Cómo evitar ser víctima de un fraude en las redes sociales

La ciberdelincuencia ha aumentado 409 % desde que comenzó la pandemia, según datos de Featurespace

Probablemente, hay mucha gente que creen que solo las personas mayores, millonarias y poco conocedoras del tema de ciberseguridad digital serán estafadas a través de redes sociales. El problema es que, es posible que esa persona sea el objetivo más claro para un ciberdelincuente, pues saben detectar ese tipo de perfil de víctima relajada, que al bajar la guardia les facilita el trabajo.

Un informe de la Comisión Federal de Comercio de los Estados Unidos, revela que durante 2021, los usuarios de redes sociales sufrieron estafas de alrededor de 770 millones de dólares, del que 70% de los informes por pérdida de dinero se derivaron de compras en línea después de ver un anuncio en redes sociales y nunca recibieron su mercancía.

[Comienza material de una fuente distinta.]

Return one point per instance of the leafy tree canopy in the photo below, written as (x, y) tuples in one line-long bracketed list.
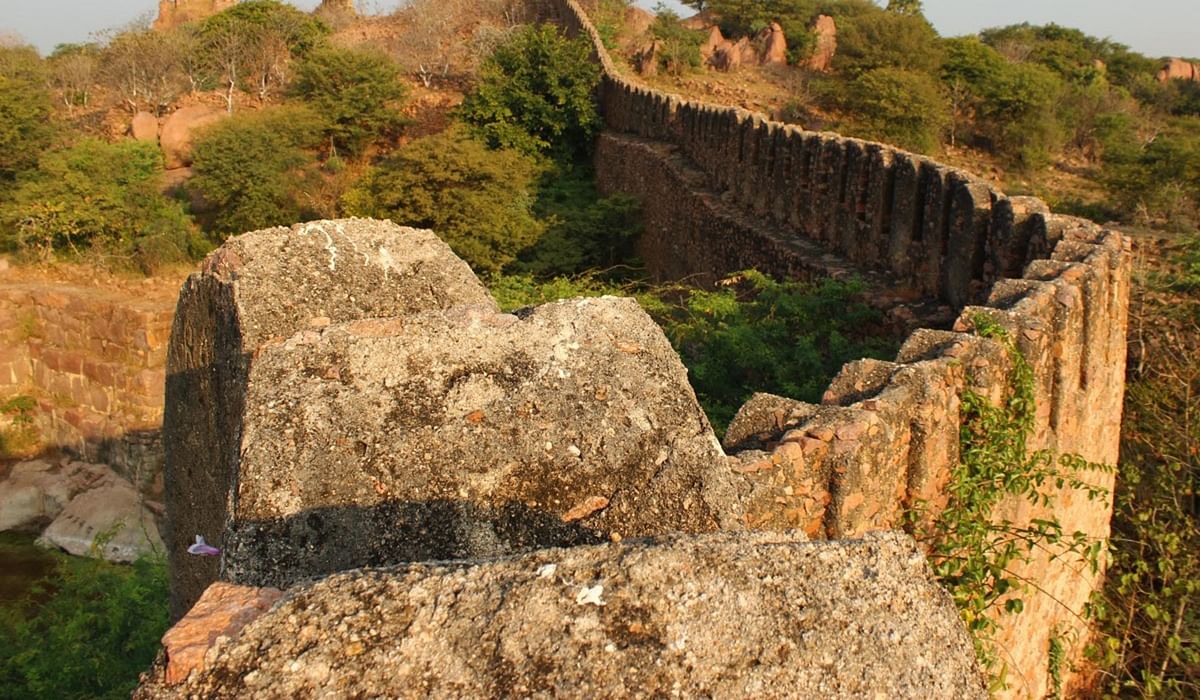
[(25, 127), (355, 90), (897, 106), (249, 168), (99, 196), (301, 31), (537, 94), (479, 201)]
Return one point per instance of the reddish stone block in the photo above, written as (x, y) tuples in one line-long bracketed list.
[(223, 610)]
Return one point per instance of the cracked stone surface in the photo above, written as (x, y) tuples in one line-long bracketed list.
[(463, 434), (730, 615)]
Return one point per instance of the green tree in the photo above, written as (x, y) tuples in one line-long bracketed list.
[(537, 94), (22, 63), (101, 197), (25, 127), (252, 45), (250, 168), (895, 106), (1157, 180), (479, 201), (357, 91), (585, 231), (887, 40), (756, 334), (96, 628)]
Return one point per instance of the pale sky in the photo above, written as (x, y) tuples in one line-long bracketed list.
[(1157, 28)]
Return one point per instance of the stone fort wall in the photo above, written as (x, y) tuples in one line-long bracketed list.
[(95, 362), (725, 189)]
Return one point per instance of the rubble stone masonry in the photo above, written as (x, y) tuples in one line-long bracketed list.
[(95, 362), (726, 189)]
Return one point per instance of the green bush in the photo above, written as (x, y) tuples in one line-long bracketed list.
[(755, 334), (88, 632), (300, 31), (583, 231), (1147, 621), (895, 106), (513, 292), (103, 198), (537, 94), (355, 91), (250, 169), (1158, 180), (479, 201), (1012, 107), (25, 126)]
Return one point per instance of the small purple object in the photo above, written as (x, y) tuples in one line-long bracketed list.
[(203, 549)]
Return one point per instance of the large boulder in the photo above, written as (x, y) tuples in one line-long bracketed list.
[(36, 491), (468, 434), (774, 46), (261, 287), (826, 30), (179, 130), (748, 615), (111, 521), (1179, 70), (173, 13), (221, 611), (637, 21)]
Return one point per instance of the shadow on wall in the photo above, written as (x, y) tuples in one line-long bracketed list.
[(280, 552)]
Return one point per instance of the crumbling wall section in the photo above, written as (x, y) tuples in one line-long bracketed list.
[(886, 435), (95, 363)]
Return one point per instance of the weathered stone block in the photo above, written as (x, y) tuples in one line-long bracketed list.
[(749, 615), (463, 435), (262, 286)]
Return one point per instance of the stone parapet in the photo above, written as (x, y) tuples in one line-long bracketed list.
[(887, 434)]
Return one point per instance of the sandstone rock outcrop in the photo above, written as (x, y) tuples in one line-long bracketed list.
[(461, 435), (826, 30), (144, 126), (111, 521), (174, 12), (223, 610), (712, 43), (263, 286), (36, 491), (639, 21), (744, 615), (1179, 70), (179, 129), (774, 46), (731, 55)]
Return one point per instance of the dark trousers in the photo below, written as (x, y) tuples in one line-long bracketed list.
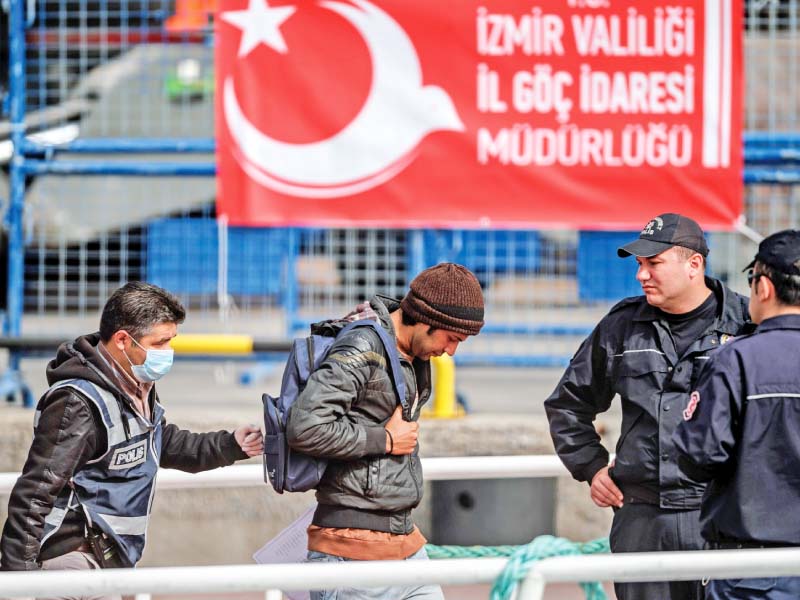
[(649, 528), (763, 588)]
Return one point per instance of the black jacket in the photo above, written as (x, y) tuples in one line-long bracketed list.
[(340, 416), (743, 435), (631, 353), (68, 434)]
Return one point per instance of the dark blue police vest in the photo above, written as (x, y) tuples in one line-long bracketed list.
[(114, 491)]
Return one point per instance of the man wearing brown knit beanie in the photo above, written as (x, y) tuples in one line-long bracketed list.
[(349, 414)]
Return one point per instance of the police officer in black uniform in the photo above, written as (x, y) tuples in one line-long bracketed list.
[(649, 350), (742, 425)]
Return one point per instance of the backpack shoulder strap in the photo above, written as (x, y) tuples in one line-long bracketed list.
[(395, 369)]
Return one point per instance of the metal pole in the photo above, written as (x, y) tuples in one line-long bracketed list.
[(532, 587), (291, 289), (12, 380)]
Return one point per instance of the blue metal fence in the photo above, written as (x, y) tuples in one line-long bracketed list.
[(127, 191)]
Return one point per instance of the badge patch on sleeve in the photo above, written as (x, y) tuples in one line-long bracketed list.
[(694, 400), (129, 456)]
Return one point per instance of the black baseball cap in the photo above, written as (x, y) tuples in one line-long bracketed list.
[(662, 233), (781, 251)]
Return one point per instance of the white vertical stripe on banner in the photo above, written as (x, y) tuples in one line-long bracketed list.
[(727, 74), (711, 84)]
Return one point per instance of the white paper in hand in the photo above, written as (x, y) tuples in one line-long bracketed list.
[(289, 546)]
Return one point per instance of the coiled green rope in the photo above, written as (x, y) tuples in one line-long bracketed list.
[(522, 557)]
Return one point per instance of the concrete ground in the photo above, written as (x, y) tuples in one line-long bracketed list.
[(208, 395)]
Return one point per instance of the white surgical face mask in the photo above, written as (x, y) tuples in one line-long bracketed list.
[(155, 366)]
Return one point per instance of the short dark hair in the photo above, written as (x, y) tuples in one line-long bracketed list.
[(787, 287), (136, 307)]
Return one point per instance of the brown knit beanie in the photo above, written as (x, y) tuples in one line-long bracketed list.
[(447, 296)]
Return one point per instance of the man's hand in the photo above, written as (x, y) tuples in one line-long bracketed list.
[(604, 491), (401, 436), (250, 440)]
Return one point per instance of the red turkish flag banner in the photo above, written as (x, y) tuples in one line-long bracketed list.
[(591, 114)]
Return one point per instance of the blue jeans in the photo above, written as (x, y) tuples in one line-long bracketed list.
[(762, 588), (411, 592)]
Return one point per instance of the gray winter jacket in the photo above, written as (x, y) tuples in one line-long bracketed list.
[(341, 415)]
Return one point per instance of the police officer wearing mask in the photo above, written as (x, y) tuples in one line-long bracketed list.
[(648, 349), (741, 428), (85, 494)]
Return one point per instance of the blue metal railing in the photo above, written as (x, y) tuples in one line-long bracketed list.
[(770, 158)]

El equipo de expertos en materia de fraude de Featurespace, de la mano de PJ Rohall, ha compartido un artículo donde explica cómo los estafadores identifican objetivos en las redes sociales y se aprovechan de las vulnerabilidades emocionales y psicológicas de dichas víctimas, así como también algunos mecanismos de protección que pueden adquirir las entidades financieras:

A tomar consciencia, todos pueden ser víctimas de fraudes

Cada persona en este mundo tiene alguna vulnerabilidad emocional y psicológica. Bueno, en los últimos dos años, algunas de estas vulnerabilidades han sido expuestas y los estafadores están jugando con todos estos miedos, porque:

– La gente se preocupa por la estabilidad financiera.

– Las personas se sienten solas y aisladas en los tiempos de cuarentena, además de preocuparse por su salud y la de sus seres queridos.

– Las personas sienten que han perdido oportunidades en el ámbito social e incluso, laboral.

Lo que cambia en la actualidad es que las redes sociales permiten a los estafadores descubrir los temores de las personas.

Las personas dejan suficientes pistas en las redes sociales para que los estafadores interesados creen perfiles sobre uno mismo y actividades personales. Los estafadores simplemente ponen trampas.

Ilustración de una persona en cuarentena. (foto: El Cierre Digital)

Ilustración de una persona en cuarentena. (foto: El Cierre Digital)

La ventaja la tienen los estafadores gracias a las redes sociales

Los estafadores también pueden mejorar sus ataques. Alguien que hace una estafa amorosa en Tinder puede tener 100 chats en la aplicación. Las estafas telefónicas, por otro lado, limitan al estafador a una sola conversación a la vez.

Además, las redes sociales no están estrictamente reguladas como los bancos. El problema de la escala es el mismo que el problema de la voluntad. El reciente escándalo de Facebook ha revelado cómo la plataforma no logra eliminar el odio, especialmente entre los usuarios que no hablan inglés. Si los lavadores de dinero reclutan ‘mulas de dinero’, ¿cuál es el riesgo real de detección?

Y aquí está el golpe mortal: un equipo de investigación grande y en crecimiento muestra que las redes sociales tienen un impacto negativo en nuestra salud mental, emocional y física. Estas redes refuerzan las mismas vulnerabilidades que nos dejan vulnerables al phishing.

Estafa por Tinder. (foto: TreceBits)

Estafa por Tinder. (foto: TreceBits)

Así pueden los bancos combatir este tipo de fraude

Es muy importante saber que la responsabilidad por el fraude y la prevención del fraude no puede recaer completamente en los clientes del banco.

Los clientes tienen cierto grado de responsabilidad cuando se trata de manejar sus fondos y datos, pero está claro que todavía existen agujeros de seguridad.

Fraudes. (foto: Ciberseguridad LATAM)

Fraudes. (foto: Ciberseguridad LATAM)

Las empresas de redes sociales deberían hacer más para evitar que los estafadores exploten sus plataformas y parte de la culpa es de ellos, lamentablemente aún no han hecho lo suficiente. Sin cambios importantes en la ley, no se puede confiar en las empresas de redes sociales para luchar contra el fraude financiero.

Idealmente, las personas, los grupos y las industrias tendrían que desempeñar algún papel en la prevención de estafas, pero por ahora eso deja a las instituciones financieras con la carga de los resultados de estas estafas.